Mais les membres conscients des djinns (les héros) ont expliqué que la vérité est que la foi en Allah abolit la crainte de tout dommage et de tout affront, ce qui signifie, en fin de compte, que les hommes devraient être plus portés que les djinns à percevoir de telles vérités que le Ciel leur a prodiguées, en faisant descendre le Coran sur l'un d'entre eux, le Prophète Mohammad (P), et qui mieux, dans une langue qu'ils maîtrisent parfaitement.

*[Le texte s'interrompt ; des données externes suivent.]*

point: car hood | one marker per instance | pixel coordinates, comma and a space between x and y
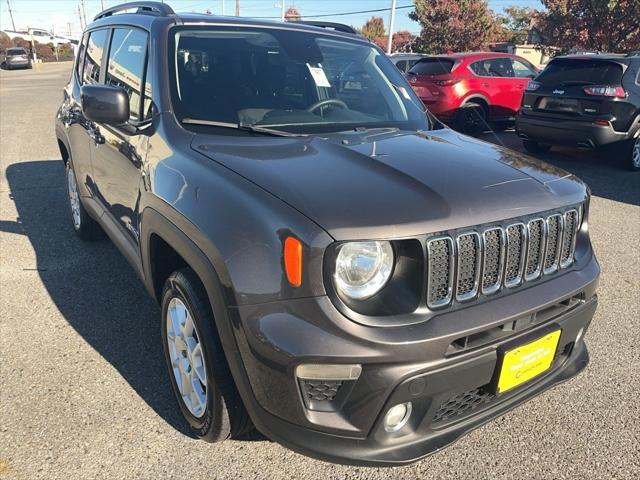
390, 184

Ainsi, ce récit divertissant qui nous a transmis l'expérience des djinns représente un modèle de divers procédés littéraires par lesquels le Coran cherche à nous conduire à rectifier notre conduite et à comprendre la Vérité de notre devoir d'adoration ou de soumission totale à Allah et à Ses Ordres.      

Sourate (76): L'Homme

Le Récit des Pieux

A- La Sourate

Au Nom d'Allah, le Clément, le Miséricordieux

 

5 Les hommes purs boiront à une coupe dont le mélange sera de camphre.

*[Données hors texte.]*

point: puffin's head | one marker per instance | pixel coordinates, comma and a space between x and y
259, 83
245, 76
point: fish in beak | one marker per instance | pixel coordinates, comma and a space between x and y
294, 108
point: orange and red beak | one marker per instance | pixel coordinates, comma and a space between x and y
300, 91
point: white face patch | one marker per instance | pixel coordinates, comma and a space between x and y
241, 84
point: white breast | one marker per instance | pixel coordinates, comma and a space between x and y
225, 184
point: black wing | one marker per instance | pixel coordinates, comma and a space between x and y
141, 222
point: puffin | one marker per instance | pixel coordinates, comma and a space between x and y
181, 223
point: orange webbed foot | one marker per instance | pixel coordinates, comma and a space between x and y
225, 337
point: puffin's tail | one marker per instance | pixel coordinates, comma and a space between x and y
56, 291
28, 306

6 Les serviteurs de Dieu boiront à des sources que Nous feront jaillir en abondance.

7 Ils tenaient fidèlement leurs promesses, ils redoutaient un Jour dont le mal sera universel.

8 Ils nourrissaient le pauvre, l'orphelin et le captif, pour l'amour de Dieu.

9 «Nous vous nourrissons pour plaire à Dieu seul; nous n'attendons de vous ni récompenses, ni gratitude.

10 Oui, nous redoutons, de la part de notre Seigneur, un Jour menaçant et catastrophique».

11 Mais Dieu les a protégés du malheur de ce Jour. IL leur fera rencontrer la fraîcheur et la joie.

12 Il les récompensera pour leur patience en leur donnant un Jardin et des vêtements de soie.

13 Là, accoudés sur des lits d'apparat, ils n'auront à subir ni soleil ardent, ni froid glacial.

14 Ses ombrages seront à proximité et ses fruits inclinés très bas, pour être cueillis.

15 On fera circuler parmi eux des vaisseaux d'argent et des coupes de cristal,

16 de cristal d'argent et remplies jusqu'au bord.

17 Ils boiront une coupe dont le mélange sera de gingembre,

18 puisé à une source nommée là-bas: «Salsabil».

19 Des éphèbes immortels circuleront autour d'eux. Tu les compareras, quand tu les verras, à des perles détachées.

20 Quand tu regarderas là-bas, tu verras un délice et un faste royal.

21 Ils porteront des vêtements verts, de satin et de brocart. Ils seront parés de bracelets d'argent. Leur Seigneur les abreuvera d'une boisson très pure.

22 «Cela vous est accordé comme une récompense. Votre zèle a été reconnu!»

23 Oui, Nous avons fait descendre sur toi le Coran.

24 Accepte donc le décret de ton Seigneur.

N'obéis ni au pécheur, ni à l'ingrat qui se trouve parmi eux.

25 Invoque le Nom de ton Seigneur à l'aube et au crépuscule.

26 Prosterne-toi, la nuit, devant Lui.

Célèbre longuement Ses louanges, durant la nuit.

27 Ils aiment la vie éphémère et ils négligent un Jour grave.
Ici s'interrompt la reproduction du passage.